In statistics this is known as the distinction between Type I and Type II errors, which we have discussed before. Pilots flying near their own lines likely figured there was a greater probability that their own forces would make a mistake than that the enemy would detect them–and going down as a result of friendly fire is no one’s idea of fun. This emergence of a cooperative norm in the midst of combat is consistent with stories from other conflicts in which the idea of fairness is used to compensate for the rapid progress of weapons technology.

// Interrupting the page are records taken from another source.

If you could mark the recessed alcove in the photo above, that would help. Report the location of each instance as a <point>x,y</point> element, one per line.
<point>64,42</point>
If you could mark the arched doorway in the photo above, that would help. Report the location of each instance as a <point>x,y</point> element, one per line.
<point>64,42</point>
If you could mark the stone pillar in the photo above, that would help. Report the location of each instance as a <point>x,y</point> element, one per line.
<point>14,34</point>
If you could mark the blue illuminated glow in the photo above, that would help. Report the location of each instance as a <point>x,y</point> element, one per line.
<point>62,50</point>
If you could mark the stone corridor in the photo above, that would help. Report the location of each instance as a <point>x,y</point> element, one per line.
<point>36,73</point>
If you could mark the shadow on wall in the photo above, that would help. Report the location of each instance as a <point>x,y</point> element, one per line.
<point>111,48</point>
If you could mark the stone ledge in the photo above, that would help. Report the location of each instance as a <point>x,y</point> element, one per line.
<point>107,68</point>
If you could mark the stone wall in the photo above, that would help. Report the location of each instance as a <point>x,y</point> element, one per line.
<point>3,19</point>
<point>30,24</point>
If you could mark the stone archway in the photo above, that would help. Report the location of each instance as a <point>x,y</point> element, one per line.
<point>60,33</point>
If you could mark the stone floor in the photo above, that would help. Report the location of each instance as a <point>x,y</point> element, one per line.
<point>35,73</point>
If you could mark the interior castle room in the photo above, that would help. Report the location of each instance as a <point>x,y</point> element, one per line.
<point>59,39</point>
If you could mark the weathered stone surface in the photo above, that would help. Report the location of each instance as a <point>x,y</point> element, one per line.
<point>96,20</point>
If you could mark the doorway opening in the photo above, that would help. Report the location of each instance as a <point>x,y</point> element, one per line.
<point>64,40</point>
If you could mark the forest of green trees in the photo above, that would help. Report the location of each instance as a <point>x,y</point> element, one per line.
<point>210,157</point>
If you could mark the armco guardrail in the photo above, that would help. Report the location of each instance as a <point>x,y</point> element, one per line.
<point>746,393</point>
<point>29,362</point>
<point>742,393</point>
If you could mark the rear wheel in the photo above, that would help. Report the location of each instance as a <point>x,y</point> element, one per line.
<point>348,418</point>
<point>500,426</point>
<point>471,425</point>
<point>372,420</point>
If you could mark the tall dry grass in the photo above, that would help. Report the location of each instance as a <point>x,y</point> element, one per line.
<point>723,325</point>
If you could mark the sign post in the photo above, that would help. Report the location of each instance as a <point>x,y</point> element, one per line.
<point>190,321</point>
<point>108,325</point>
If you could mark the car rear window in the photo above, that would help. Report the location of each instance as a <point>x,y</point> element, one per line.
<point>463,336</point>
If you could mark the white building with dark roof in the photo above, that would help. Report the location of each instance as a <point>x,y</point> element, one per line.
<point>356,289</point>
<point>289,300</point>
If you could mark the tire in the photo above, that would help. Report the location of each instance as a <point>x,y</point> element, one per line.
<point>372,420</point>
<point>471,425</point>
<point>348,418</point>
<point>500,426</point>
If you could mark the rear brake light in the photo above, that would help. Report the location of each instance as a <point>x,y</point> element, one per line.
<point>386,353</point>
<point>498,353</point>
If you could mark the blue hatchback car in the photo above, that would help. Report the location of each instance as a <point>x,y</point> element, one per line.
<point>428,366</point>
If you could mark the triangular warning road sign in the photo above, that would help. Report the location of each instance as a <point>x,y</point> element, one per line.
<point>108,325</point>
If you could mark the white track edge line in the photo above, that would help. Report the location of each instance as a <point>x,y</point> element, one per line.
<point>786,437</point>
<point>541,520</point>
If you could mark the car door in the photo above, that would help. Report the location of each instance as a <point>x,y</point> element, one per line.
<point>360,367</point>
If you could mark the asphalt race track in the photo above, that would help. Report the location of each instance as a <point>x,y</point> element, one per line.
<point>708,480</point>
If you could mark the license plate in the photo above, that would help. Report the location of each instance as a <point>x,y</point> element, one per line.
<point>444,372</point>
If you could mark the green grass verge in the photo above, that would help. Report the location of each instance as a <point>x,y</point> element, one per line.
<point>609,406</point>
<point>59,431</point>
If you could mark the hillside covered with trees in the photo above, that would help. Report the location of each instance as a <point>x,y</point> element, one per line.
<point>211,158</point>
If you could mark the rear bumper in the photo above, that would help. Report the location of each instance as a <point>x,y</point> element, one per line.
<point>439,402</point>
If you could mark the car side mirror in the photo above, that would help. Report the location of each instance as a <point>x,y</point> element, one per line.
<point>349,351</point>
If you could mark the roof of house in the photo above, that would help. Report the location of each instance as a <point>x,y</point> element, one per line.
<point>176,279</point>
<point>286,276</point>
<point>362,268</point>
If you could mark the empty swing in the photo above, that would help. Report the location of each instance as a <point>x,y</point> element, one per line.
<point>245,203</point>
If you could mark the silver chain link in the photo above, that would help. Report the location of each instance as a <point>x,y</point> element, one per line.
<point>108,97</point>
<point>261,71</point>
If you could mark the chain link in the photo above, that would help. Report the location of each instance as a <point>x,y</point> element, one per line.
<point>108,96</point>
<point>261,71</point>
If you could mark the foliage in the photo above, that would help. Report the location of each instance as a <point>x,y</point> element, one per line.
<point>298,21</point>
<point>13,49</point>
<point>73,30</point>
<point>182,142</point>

casino-monte-carlo-roulette-monaco-1Chapter 10 of the book (one of my two favorites along with Chapter 9, Cyclogenesis) is entitled Monte Carlo. Statistical practitioners today use this method to simulate statistical distributions that are analytically intractable. Dyson weaves the development of Monte Carlo in with a recounting how von Neumann and his second wife Klari fell in love in the city of the same name. A full description of this method is beyond the scope of this post, but here is a useful bit:

Monte Carlo originated as a form of emergency first aid, in answer to the question: What to do until the mathematician arrives? “The idea was to try out thousand of such possibilities and, at each stage, to select by chance, by means of a ‘random number’ with suitable probability, the fate or kind of event, to follow it in a line, so to speak, instead of considering all branches,” [Stan] Ulam explained. “After examining the possible histories of only a few thousand, one will have a good sample and an approximate answer to the problem.”

For a more comprehensive overview of this development in the context of Bayesian statistics, check out The Theory That Would Not Die.

The third and final piece of the puzzle for our post today is the well-known but not sufficiently appreciated distinction between correlation and causation. Philip Thompson, a meteorologist who joined the IAS group in 1946, learned this lesson at the age of 4 and counted it as the beginning of his “scientific education”:

[H]is father, a geneticist at the University of Illinois, sent him to post a letter in a mailbox down the street. “It was dark, and the streetlights were just turning on,” he remembers. “I tried to put the letter in the slot, and it wouldn’t go in. I noticed simultaneously that there was a streetlight that was flickering in a very peculiar, rather scary, way.” He ran home and announced that he had been unable to mail the letter “because the streetlight was making funny lights.”

Thompson’s father seized upon this teachable moment, walked his son back to the mailbox and “pointed out in no uncertain terms that because two unusual events occurred at the same time and at the same place it did not mean that there was any real connection between them.” Thus the four-year-old learned a lesson that many practicing scientists still have not. This is also the topic of Chapter 8 of How to Lie with Statistics and a recent graph shared by Cory Doctorow.

The fact that these three lessons on statistical thinking coincided with the advent of digital computing, along with a number of other anecdotes in the book, impressed upon me the deep connection between these two fields of thought. Most contemporary Bayesian work would be impossible without computers. It is also possible that digital computing would have come about much differently without an understanding of probability and the scientific method.